I am using Random Forest Regression on a power vs time data of an experiment that is performed for a certain time duration. Using that data, I want to predict the trend of power in future using time as an input. The code that has been implemented is mentioned below.
# Loading the excel dataset
df = pd.read_excel('/content/drive/MyDrive/Colab Notebooks/Cleaned total data.xlsx', header = None, names = [ "active_power", "current", "voltage"], usecols = "A:C",skiprows = [i for i in range(1)])
df = df.dropna()
The data set consists of approximately 30 hours of power vs time values as mentioned below.
Next a random Forest Regressor is fitted on training data. The R2 score achieved on test data is 0.87.
# Creating X and y
X = np.array(series[['time_h']]).reshape(-1,1)
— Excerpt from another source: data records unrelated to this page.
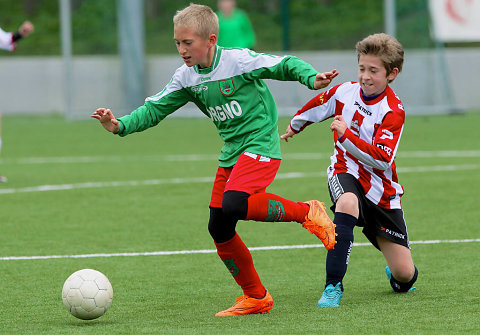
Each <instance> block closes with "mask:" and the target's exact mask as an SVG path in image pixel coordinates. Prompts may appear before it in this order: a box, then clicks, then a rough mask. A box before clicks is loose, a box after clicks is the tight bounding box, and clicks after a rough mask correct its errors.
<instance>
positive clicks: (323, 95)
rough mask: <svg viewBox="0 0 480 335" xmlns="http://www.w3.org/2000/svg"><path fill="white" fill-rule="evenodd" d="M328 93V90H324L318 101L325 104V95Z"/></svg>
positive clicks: (319, 95) (319, 97)
mask: <svg viewBox="0 0 480 335" xmlns="http://www.w3.org/2000/svg"><path fill="white" fill-rule="evenodd" d="M327 94H328V91H327V92H323V93H322V94H320V95H319V96H318V103H319V104H320V105H323V104H324V103H325V95H327Z"/></svg>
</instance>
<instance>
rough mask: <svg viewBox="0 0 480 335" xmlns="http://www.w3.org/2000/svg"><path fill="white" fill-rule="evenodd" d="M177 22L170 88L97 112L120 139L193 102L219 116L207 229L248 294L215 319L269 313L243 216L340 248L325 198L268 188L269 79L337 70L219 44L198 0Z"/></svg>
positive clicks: (326, 82)
mask: <svg viewBox="0 0 480 335" xmlns="http://www.w3.org/2000/svg"><path fill="white" fill-rule="evenodd" d="M173 22H174V40H175V43H176V45H177V49H178V52H179V54H180V56H181V57H182V59H183V61H184V62H185V64H184V65H183V66H181V67H180V68H178V69H177V70H176V71H175V74H174V75H173V77H172V79H171V80H170V82H169V83H168V84H167V85H166V86H165V88H164V89H163V90H162V91H161V92H159V93H158V94H156V95H154V96H152V97H149V98H147V99H146V100H145V104H144V105H143V106H141V107H139V108H137V109H136V110H134V111H133V112H132V113H131V114H129V115H126V116H123V117H121V118H119V119H116V118H115V117H114V115H113V114H112V112H111V111H110V109H106V108H99V109H97V110H96V111H95V112H94V113H93V114H92V115H91V116H92V117H93V118H96V119H97V120H99V121H100V122H101V124H102V126H103V127H104V128H105V129H106V130H108V131H110V132H112V133H114V134H118V135H120V136H126V135H128V134H131V133H134V132H139V131H143V130H145V129H147V128H150V127H153V126H155V125H157V124H158V123H159V122H160V121H162V120H163V119H164V118H165V117H166V116H167V115H169V114H171V113H173V112H174V111H176V110H177V109H179V108H180V107H182V106H183V105H185V104H186V103H187V102H189V101H191V102H193V103H195V104H196V105H197V107H198V108H199V109H200V110H201V111H202V112H203V113H204V114H205V115H206V116H207V117H209V118H210V119H211V120H212V122H213V123H214V124H215V126H216V127H217V131H218V133H219V135H220V137H221V138H222V140H223V141H224V142H225V145H224V146H223V148H222V150H221V155H220V157H219V161H220V166H219V167H218V169H217V173H216V178H215V181H214V185H213V190H212V196H211V200H210V205H209V207H210V220H209V224H208V229H209V232H210V234H211V236H212V238H213V240H214V242H215V246H216V248H217V253H218V255H219V257H220V259H221V260H222V261H223V262H224V263H225V265H226V266H227V269H228V270H229V271H230V272H231V274H232V275H233V277H234V279H235V281H236V282H237V284H238V285H239V286H240V287H241V288H242V290H243V293H244V295H243V296H241V297H239V298H238V299H237V302H236V303H235V304H234V305H233V306H232V307H231V308H229V309H227V310H225V311H221V312H219V313H217V314H216V316H231V315H243V314H255V313H268V312H269V311H270V309H271V308H272V306H273V299H272V297H271V295H270V293H269V292H268V291H267V290H266V289H265V287H264V286H263V284H262V283H261V281H260V278H259V276H258V274H257V272H256V270H255V267H254V265H253V260H252V256H251V254H250V252H249V250H248V248H247V247H246V246H245V244H244V243H243V242H242V240H241V239H240V237H239V236H238V234H237V233H236V224H237V221H238V220H255V221H276V222H278V221H284V222H291V221H296V222H299V223H301V224H302V225H303V227H304V228H306V229H307V230H309V231H310V232H311V233H314V234H315V235H316V236H317V237H319V238H320V239H321V240H322V242H323V243H324V245H325V247H326V248H327V249H332V248H333V247H334V245H335V227H334V225H333V223H332V221H331V220H330V218H329V217H328V215H327V213H326V212H325V208H324V206H323V204H322V203H320V202H319V201H317V200H311V201H307V202H306V203H303V202H294V201H291V200H287V199H284V198H282V197H280V196H278V195H275V194H271V193H266V192H265V190H266V188H267V186H269V185H270V184H271V183H272V181H273V179H274V178H275V175H276V173H277V171H278V168H279V166H280V161H281V153H280V137H279V134H278V124H277V123H278V114H277V108H276V105H275V101H274V100H273V96H272V94H271V93H270V90H269V89H268V87H267V86H266V85H265V83H264V81H263V80H262V79H264V78H268V79H277V80H292V81H293V80H295V81H299V82H300V83H302V84H303V85H305V86H307V87H309V88H310V89H320V88H323V87H326V86H328V84H330V82H331V81H332V79H333V78H335V77H336V76H337V74H338V73H337V72H336V70H333V71H330V72H325V73H318V72H317V71H316V70H315V69H314V68H313V67H312V66H311V65H309V64H307V63H306V62H304V61H302V60H300V59H298V58H296V57H293V56H284V57H278V56H271V55H265V54H258V53H255V52H253V51H251V50H249V49H224V48H222V47H221V46H218V45H217V35H218V18H217V16H216V15H215V13H214V12H213V11H212V10H211V9H210V8H209V7H207V6H201V5H195V4H191V5H190V6H188V7H187V8H185V9H183V10H181V11H179V12H177V14H176V15H175V17H174V19H173ZM165 145H169V144H165ZM179 205H180V206H181V204H179ZM179 210H183V209H180V208H179ZM180 229H181V228H180Z"/></svg>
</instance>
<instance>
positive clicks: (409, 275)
mask: <svg viewBox="0 0 480 335" xmlns="http://www.w3.org/2000/svg"><path fill="white" fill-rule="evenodd" d="M377 243H378V246H379V248H380V250H381V251H382V253H383V256H384V257H385V260H386V261H387V264H388V268H389V270H390V271H391V275H390V285H391V286H392V289H393V290H394V291H395V292H408V291H409V290H410V289H411V288H412V286H413V284H414V283H415V281H416V280H417V276H418V270H417V268H416V266H415V265H414V263H413V260H412V254H411V252H410V249H409V248H408V247H406V246H403V245H400V244H397V243H394V242H392V241H390V240H387V239H386V238H383V237H380V236H377Z"/></svg>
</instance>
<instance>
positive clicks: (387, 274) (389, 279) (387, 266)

y = np.array(series['active_power'])
# Splitting dataset in training and testing
X_train2,X_test2,y_train2,y_test2 = train_test_split(X,y,test_size = 0.15, random_state = 1)
# Creating Random Forest model and fitting it on training data
forest = RandomForestRegressor(n_estimators=128, criterion='mse', random_state=1, n_jobs=-1)
forest_fit = forest.fit(X_train2, y_train2)
# Saving the model and checking the R2 score on test data
filename = 'random_forest.sav'
joblib.dump(forest, filename)
loaded_model = joblib.load(filename)
result = loaded_model.score(X_test2, y_test2)
print(result)
For future prediction, an array of time for 400 hours has been created to use as an input to the model as the power needs to be predicted for that duration.
# Creating a time array for future which will be used as input for future predictions
future_time2 = np.arange(len(series)*15)
future_time2 = future_time2*0.25/360
columns = ['time_hour']
dataframe = pd.DataFrame(data = future_time2, columns = columns)
future_times = dataframe[41006:].to_numpy()
future_times
When the predictions are made in future, the model only provides output of a constant value over the entire duration of 400 hours. The output prediction is as below.
# Predicting power for future
future_pred = loaded_model.predict(future_times)
future_pred
Could someone please suggest me why the model is predicting same value for entire duration and how to modify the code so that I can get a trend of prediction with reasonable values and not a single value.
Thank you.